ラツィオでもがき苦しむ時間が続いた鎌田大地だが、イゴール・トゥドール監督の就任により事態は好転していることは間違いない。では、なぜ鎌田は新監督に評価されたのか、そして現状の課題は何なのか、そして来季の去就は――。今季残された8試合に向け、イタリア在住ジャーナリストが分析する。

取材・文=片野道郎(イタリア在住ジャーナリスト)

  • Daichi-Kamada(C)Getty Images

    鎌田に差した光明

    昨夏セリエAのラツィオに移籍して以来、マウリツィオ・サッリ前監督に冷遇されて不本意なシーズンを送っていた鎌田大地に、ようやくチャンスが巡ってきた。

    きっかけは、3月14日にそのサッリが成績不振の責任を取って辞任したこと。暫定監督の下で戦った1試合を挟んで3月18日に就任したイーゴル・トゥードル新監督の下、3試合続けて出場機会を手に入れた鎌田は、トップ下とボランチという異なる2つのポジションでそれぞれ安定したパフォーマンスを披露。指揮官の信頼を勝ち取りつつあるのだ。シーズンは残り8試合と押し迫っているものの、ここから本来の力を示すことができれば、来シーズン以降のキャリアにより明るい展望が開けるはずだ。

    トゥードル監督は最終ラインを3バック、中盤をフラットな4MF、前線を1トップ2シャドーとする3-4-2-1を基本システムとしている。その中で鎌田は、3月30日のユヴェントス戦(1-0で勝利)、4月6日のローマダービー(0-1で敗戦)とセリエA2試合でスタメン出場。その間に行われたユヴェントスとのコッパ・イタリア準決勝1stレグ(0-2で敗戦)にも、後半72分から途中出場でピッチに立っている。

    とりわけ注目すべきは、ラツィオにとってシーズンで最も重要な試合であるローマダービーに、背番号10を背負うチームの中核ルイス・アルベルトをベンチに追いやる形で、トップ下(2シャドーの一角)という攻撃のキーポジションに起用されたことだろう。

    トゥードル監督は、自身にとって初陣となったセリエAユヴェントス戦の前日会見で、鎌田についてこうコメントしていた。

    「鎌田は、フランクフルトでは前でも後ろでも起用されていた。
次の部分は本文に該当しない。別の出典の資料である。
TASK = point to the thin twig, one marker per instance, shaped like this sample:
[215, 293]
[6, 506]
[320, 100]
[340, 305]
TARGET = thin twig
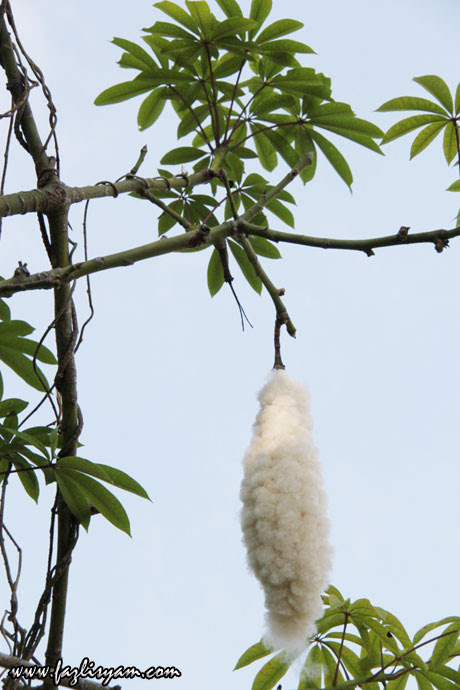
[214, 97]
[235, 90]
[85, 248]
[143, 152]
[336, 674]
[195, 117]
[5, 157]
[231, 200]
[37, 630]
[275, 293]
[221, 248]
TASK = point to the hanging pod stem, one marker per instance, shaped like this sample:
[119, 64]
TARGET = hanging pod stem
[284, 516]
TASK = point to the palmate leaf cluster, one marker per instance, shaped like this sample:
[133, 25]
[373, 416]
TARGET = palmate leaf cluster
[441, 115]
[240, 92]
[361, 645]
[26, 453]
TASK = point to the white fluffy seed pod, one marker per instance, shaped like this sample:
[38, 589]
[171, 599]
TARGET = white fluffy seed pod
[284, 516]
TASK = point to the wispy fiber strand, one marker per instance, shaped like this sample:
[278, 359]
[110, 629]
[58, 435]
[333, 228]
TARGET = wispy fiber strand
[284, 515]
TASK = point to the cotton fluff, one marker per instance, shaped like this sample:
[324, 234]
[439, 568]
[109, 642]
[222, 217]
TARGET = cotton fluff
[284, 515]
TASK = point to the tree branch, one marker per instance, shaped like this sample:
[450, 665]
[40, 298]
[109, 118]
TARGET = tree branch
[44, 200]
[282, 315]
[266, 197]
[440, 238]
[8, 661]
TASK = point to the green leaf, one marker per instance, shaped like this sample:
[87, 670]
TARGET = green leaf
[23, 367]
[273, 101]
[263, 247]
[310, 677]
[166, 222]
[334, 157]
[398, 684]
[5, 313]
[283, 213]
[232, 26]
[137, 52]
[450, 142]
[230, 8]
[28, 479]
[304, 144]
[349, 658]
[29, 347]
[234, 165]
[183, 154]
[422, 682]
[395, 626]
[178, 14]
[285, 45]
[98, 496]
[246, 267]
[362, 139]
[9, 428]
[348, 123]
[438, 88]
[202, 15]
[278, 29]
[257, 651]
[150, 110]
[271, 672]
[457, 100]
[15, 328]
[123, 91]
[408, 125]
[109, 474]
[74, 497]
[425, 137]
[265, 150]
[438, 681]
[243, 152]
[170, 30]
[411, 103]
[12, 405]
[191, 119]
[445, 645]
[329, 667]
[260, 9]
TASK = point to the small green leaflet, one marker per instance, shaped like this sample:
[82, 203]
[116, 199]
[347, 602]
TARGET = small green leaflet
[263, 247]
[411, 103]
[438, 88]
[408, 125]
[215, 273]
[272, 672]
[278, 29]
[121, 92]
[98, 496]
[246, 267]
[334, 157]
[425, 137]
[109, 474]
[257, 651]
[150, 110]
[183, 154]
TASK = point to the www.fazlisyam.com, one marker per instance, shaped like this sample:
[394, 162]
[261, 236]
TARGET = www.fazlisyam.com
[88, 669]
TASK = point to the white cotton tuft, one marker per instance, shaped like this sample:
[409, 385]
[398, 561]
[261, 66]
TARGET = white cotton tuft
[284, 515]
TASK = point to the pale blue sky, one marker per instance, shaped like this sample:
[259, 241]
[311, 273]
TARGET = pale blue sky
[168, 381]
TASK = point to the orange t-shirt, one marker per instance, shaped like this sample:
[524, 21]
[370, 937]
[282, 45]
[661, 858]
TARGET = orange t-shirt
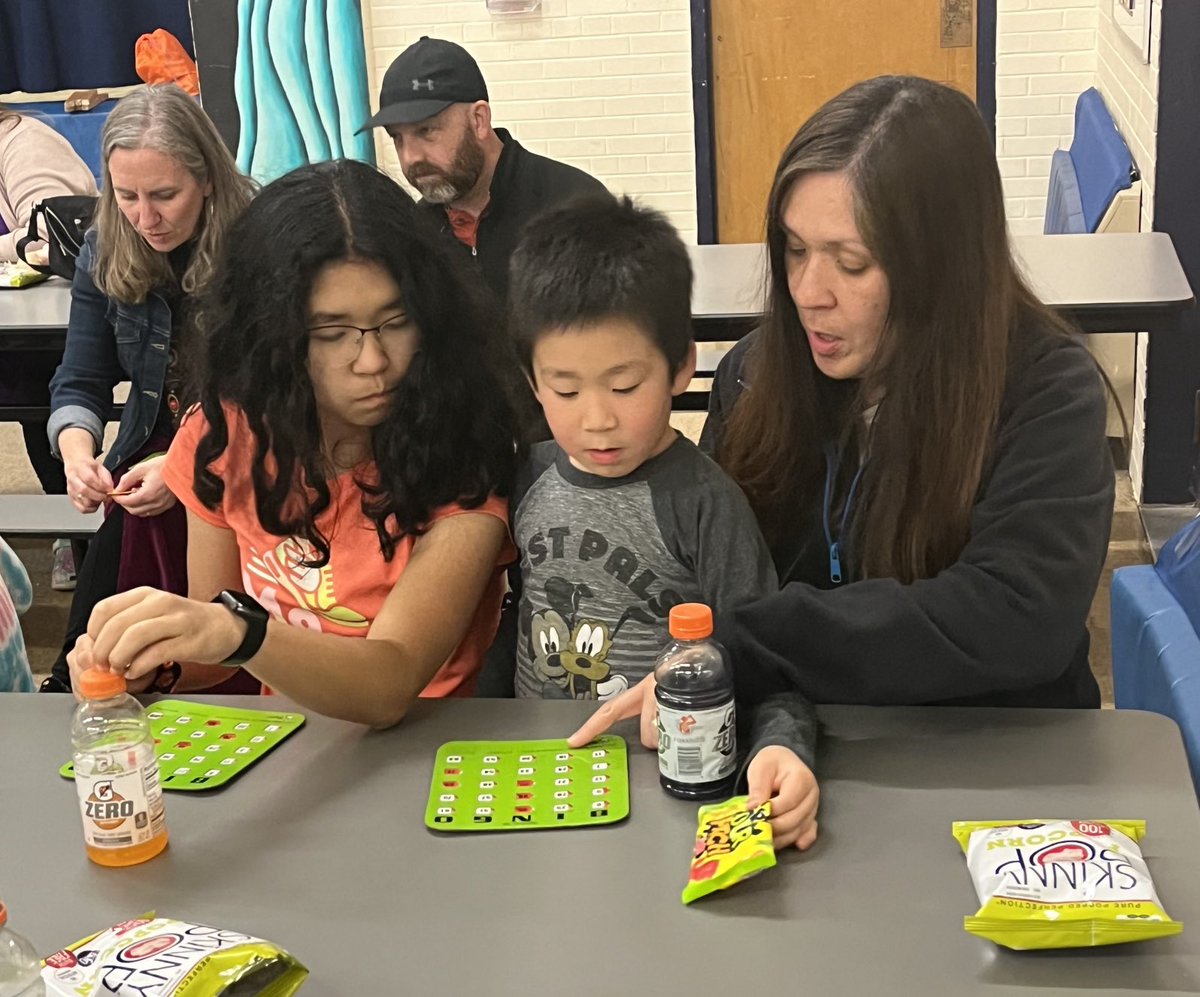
[346, 595]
彼は万能型のプレーヤーだ。走れる上にクオリティもある。率直に言って、これまでのラツィオのサッカーよりも私のサッカーにより適性がある。技術的には際立って切れ味鋭いわけではないが、他の資質に優れていることを示しているし、私はそこが気に入っている。正しいメンタリティを持っており、ゴールも決められる。MFにとってこれは常に評価されるポイントだ。練習でも明るく振る舞っており意欲的だ。ピッチ上でどれだけやれるか見てみよう」

    この翌日のユヴェントス戦で、鎌田は上で触れたローマダービーとは異なるポジション、2ボランチの一角(トゥードルの言う「後ろ」)で起用されている。ただし、この試合は国際Aマッチウィークによる中断の直後に行われており、2ボランチのレギュラー格であるマテオ・ゲンドゥージ、マティアス・ベシーノはいずれも代表戦から戻ってきた直後だった(トゥードル就任後の練習にはほとんど参加していない)という特殊事情があったことは考慮されるべきだろう。代表に招集されておらず新監督とトレーニングしてきた鎌田とダニーロ・カタルディがボランチに起用されたのは、代表組2人の「代役」としてだったと考える方が自然だと思われる。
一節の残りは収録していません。